A consolidated class action lawsuit filed in U.S. District Court in Atlanta, Ga. Wednesday listed 37 credit unions, 16 state leagues, CUNA and 11 banks that claimed the 2014 Home Depot data breach caused billions of dollars in fraud losses and more than $150 million in card reissuance costs.

Between April 2014 and September 2014, hackers breached Home Depot’s data security systems and stole the personal and financial information of 56 million customers across the nation. That information was sold on the Internet to thieves who made a massive number of fraudulent transactions on the credit and debit cards, the 102-page lawsuit claimed.

Click to read the official legal complaint.

“Industry sources estimate that community banks and credit unions – which together issued only a fraction of the compromised cards – incurred more than $150 million in reissuance costs alone,” according to the lawsuit. “Industry sources further estimate that the total fraud losses for all financial institutions are in the billions of dollars.”

Stephen Holmes, a spokesperson for Home Depot in Atlanta, said the company disagrees with the lawsuit’s allegations and plans to launch a vigorous defense.

Although CUNA and the 16 state credit union leagues/associations are not seeking monetary damages, they are asking for “equitable relief” on behalf of their members, according to the lawsuit. That equitable relief may come in the form of a declaratory and injunctive relief order that would require Home Depot to fix its data security measures.

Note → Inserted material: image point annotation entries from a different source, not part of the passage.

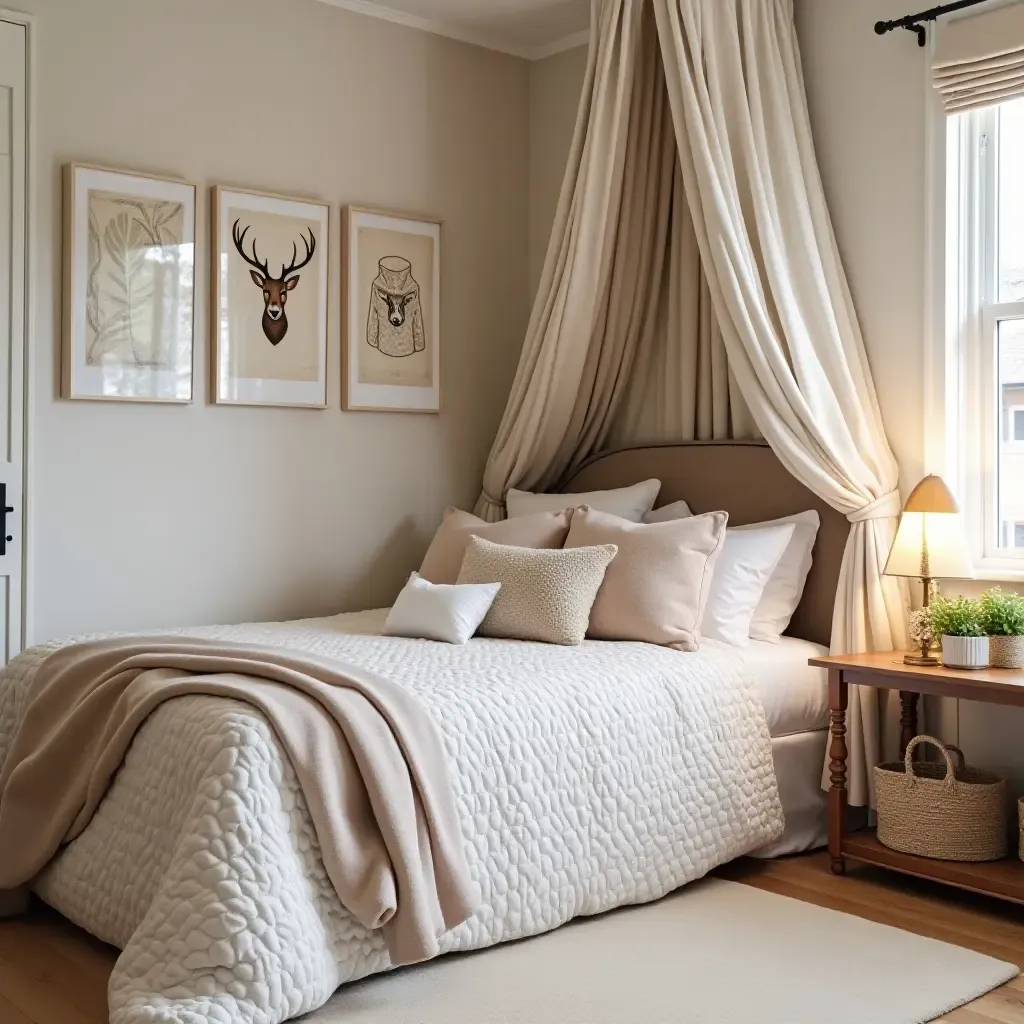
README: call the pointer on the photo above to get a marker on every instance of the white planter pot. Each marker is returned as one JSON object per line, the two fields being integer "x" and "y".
{"x": 965, "y": 652}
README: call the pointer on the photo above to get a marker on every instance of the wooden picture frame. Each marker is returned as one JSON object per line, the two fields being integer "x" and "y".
{"x": 268, "y": 334}
{"x": 129, "y": 286}
{"x": 391, "y": 296}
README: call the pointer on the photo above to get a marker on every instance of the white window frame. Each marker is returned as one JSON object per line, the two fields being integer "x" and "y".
{"x": 961, "y": 322}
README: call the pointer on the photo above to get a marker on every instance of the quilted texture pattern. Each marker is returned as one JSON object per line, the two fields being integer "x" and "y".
{"x": 545, "y": 595}
{"x": 586, "y": 778}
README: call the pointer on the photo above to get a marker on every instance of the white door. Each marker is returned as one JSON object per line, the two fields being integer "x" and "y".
{"x": 13, "y": 156}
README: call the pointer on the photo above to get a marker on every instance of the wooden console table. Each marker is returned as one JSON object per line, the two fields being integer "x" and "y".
{"x": 1004, "y": 879}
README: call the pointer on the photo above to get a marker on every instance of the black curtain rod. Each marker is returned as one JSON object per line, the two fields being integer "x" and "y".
{"x": 912, "y": 22}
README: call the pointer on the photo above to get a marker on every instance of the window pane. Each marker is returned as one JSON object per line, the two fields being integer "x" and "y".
{"x": 1011, "y": 440}
{"x": 1011, "y": 202}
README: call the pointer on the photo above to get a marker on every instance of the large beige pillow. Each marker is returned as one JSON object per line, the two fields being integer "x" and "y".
{"x": 656, "y": 588}
{"x": 443, "y": 557}
{"x": 545, "y": 595}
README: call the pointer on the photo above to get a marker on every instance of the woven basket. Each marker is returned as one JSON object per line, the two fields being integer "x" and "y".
{"x": 941, "y": 811}
{"x": 1006, "y": 652}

According to the lawsuit, Home Depot’s data security measures allegedly remain inadequate because fraudulent charges are still being made on payment cards financial institutions issued to Home Depot customers.

Holmes said Home Depot strongly denies that its data security measures are inadequate.

“IT security has been extremely important to us long before the breach occurred and we’ve put measures in place to enhance our security,” he said. “One example of that would be the enhanced encryption we put in place and had started well before the breach occurred.”

However, the cover page of the lawsuit features this quote by Frank Blake, Home Depot’s recently retired CEO and current board chair: “If we rewind the tape, our security systems could have been better…data security just wasn’t high enough in our mission statement.”

Richard L. Ensweiler, president/CEO of the Cornerstone Credit Union League in Farmers Branch, Texas, said as the largest regional trade association representing more than 540 credit unions in Arkansas, Oklahoma and Texas, Cornerstone needed to join the lawsuit to support its cooperatives and hold retailers accountable.

“According to national survey data compiled by CUNA, the Home Depot data breach cost credit unions more than $57 million of their members’ money to reissue cards that were not appropriately protected,” Ensweiler said. “As not-for-profit financial institutions owned by their members, credit unions are forced to clean up the mess caused by data breaches by notifying their member-owners, reissuing debit and credit cards, and adding staff to support member inquiries and monitor consumer accounts while retailers are often able to walk away and absolve themselves of the costs to consumers or financial institutions.”

Other state leagues/associations that joined the consolidated class action suit are those located in California, Nevada, Georgia, Illinois, Indiana, Maine, Michigan, Mississippi, New York and Ohio. Other regional leagues that joined the lawsuit are the Mountain West Credit Union Association, which represents credit unions in Arizona, Wyoming and Colorado, and the Credit Union Association of the Dakotas.

The lawsuit is seeking an unspecified money judgment for the 37 credit unions and 11 banks to compensate them for their losses.